Most of our readers have, no doubt, read about the famous Tesla wireless tower, which structure involved the expenditure of a vast sum of money and engineering talent. From this lofty structure, which was designed some 20 years ago by Dr. Tesla and his associates, there was to be propagated an electric wave of such intensity that it could charge the earth to such a potential that the effect of the wave or charge could be felt in the utmost confines of the globe.
Further, it may be said that Tesla, all in all, does not believe in the modern Hertzian wave theory of wireless transmission at all. Several other engineers of note have also gone on record as stating their belief to be in accordance with Dr. Tesla's. More wonderful still is the fact that this scientist promulgated his basic theory of earth current transmission a great many years ago in some of his patents and other publications. Briefly explained, the Tesla theory is that a wireless tower, such as that here illustrated and specially constructed to have a high capacity, acts as a huge electric condenser. This is charged by a suitable high frequency, high voltage apparatus and a current is discharged into the earth periodically and in the form of a high frequency alternating wave. The electric wave is then supposed to travel thru the earth along its surface shell and in turn to manifest its presence at any point where there might be erected a similar high capacity tower to that above described.
A simple analogy to this action is the following: Take a hollow spherical chamber filled with a liquid, such as water; and then, at two diametrically opposite points, let us place, respectively, a small piston pump, such as a bicycle pump, and an indicator, such as a pressure gage.

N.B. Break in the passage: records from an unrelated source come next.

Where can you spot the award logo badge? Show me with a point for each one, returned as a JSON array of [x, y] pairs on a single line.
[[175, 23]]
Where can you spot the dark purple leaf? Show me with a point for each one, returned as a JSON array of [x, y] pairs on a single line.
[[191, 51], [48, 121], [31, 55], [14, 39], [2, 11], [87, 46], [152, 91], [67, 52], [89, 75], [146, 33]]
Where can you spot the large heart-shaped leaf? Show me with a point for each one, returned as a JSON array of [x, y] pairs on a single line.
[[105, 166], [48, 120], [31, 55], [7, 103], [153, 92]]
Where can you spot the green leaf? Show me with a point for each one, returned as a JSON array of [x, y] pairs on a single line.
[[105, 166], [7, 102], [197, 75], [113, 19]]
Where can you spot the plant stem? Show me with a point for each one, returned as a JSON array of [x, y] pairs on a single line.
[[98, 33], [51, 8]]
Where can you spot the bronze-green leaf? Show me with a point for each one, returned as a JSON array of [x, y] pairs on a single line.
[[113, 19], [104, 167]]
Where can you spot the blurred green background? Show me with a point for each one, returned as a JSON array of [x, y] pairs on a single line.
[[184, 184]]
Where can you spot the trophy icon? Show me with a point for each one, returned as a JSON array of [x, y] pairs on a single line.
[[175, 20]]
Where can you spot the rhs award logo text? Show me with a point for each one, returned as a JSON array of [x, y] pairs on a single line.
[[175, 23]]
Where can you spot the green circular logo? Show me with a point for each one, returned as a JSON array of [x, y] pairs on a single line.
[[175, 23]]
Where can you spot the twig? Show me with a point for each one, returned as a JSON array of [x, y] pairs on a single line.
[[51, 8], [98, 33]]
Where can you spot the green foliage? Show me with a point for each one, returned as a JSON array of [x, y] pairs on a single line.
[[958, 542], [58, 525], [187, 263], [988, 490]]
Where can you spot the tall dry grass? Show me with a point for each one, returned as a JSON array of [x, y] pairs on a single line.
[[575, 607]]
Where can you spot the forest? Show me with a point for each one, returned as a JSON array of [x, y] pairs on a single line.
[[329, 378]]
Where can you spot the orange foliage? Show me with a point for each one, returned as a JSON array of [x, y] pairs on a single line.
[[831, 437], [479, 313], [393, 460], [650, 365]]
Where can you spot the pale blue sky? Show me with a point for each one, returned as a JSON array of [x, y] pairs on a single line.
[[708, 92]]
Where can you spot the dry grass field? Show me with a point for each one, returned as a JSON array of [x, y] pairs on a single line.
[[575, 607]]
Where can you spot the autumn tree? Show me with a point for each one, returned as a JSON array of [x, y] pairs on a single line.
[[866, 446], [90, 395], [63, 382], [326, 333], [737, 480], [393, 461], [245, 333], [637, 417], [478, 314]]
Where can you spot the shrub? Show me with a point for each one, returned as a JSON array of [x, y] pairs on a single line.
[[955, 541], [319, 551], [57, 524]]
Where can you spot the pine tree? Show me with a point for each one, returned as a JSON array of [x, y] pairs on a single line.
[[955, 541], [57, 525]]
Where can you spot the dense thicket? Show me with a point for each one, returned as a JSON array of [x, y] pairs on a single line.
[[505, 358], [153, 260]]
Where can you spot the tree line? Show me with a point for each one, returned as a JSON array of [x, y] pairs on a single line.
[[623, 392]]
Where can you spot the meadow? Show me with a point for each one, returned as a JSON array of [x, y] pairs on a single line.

Now, if we suck some of the water into the pump and force it back into the ball by pushing on the piston handle, this change in pressure will be indicated on the gage secured to the opposite side of the sphere. In this way the Tesla earth currents are supposed to act.
The patents of Dr. Tesla are basically quite different from those of Marconi and others in the wireless telegraphic field. In the nature of things this would be expected to be the case, as Tesla believes and has designed apparatus intended for the transmission of large amounts of electrical energy, while the energy received in the transmission of intelligence wirelessly amounts to but a few millionths of an ampere in most cases by the time the current so transmitted has been picked up a thousand miles away. In the Hertzian wave system, as it has been explained and believed in, the energy is transmitted with a very large loss to the receptor by electro-magnetic waves which pass out laterally from the transmitting wire into space. In Tesla's system the energy radiated is not used, but the current is led to earth and to an elevated terminal, while the energy is transmitted by a process of conduction. That is, the earth receives a large number of powerful high frequency electric shocks every second, and these act the same as the pump piston in the analogy.
Quoting from one of Tesla's early patents on this point: "It is to be noted that the phenomenon here involved in the transmission of electrical energy is one of true conduction and is not to be confounded with the phenomena of electrical radiation, which have heretofore been observed, and which, from the very nature and mode of propagation, would render practically impossible the transmission of any appreciable amount of energy to such distances as are of practical importance."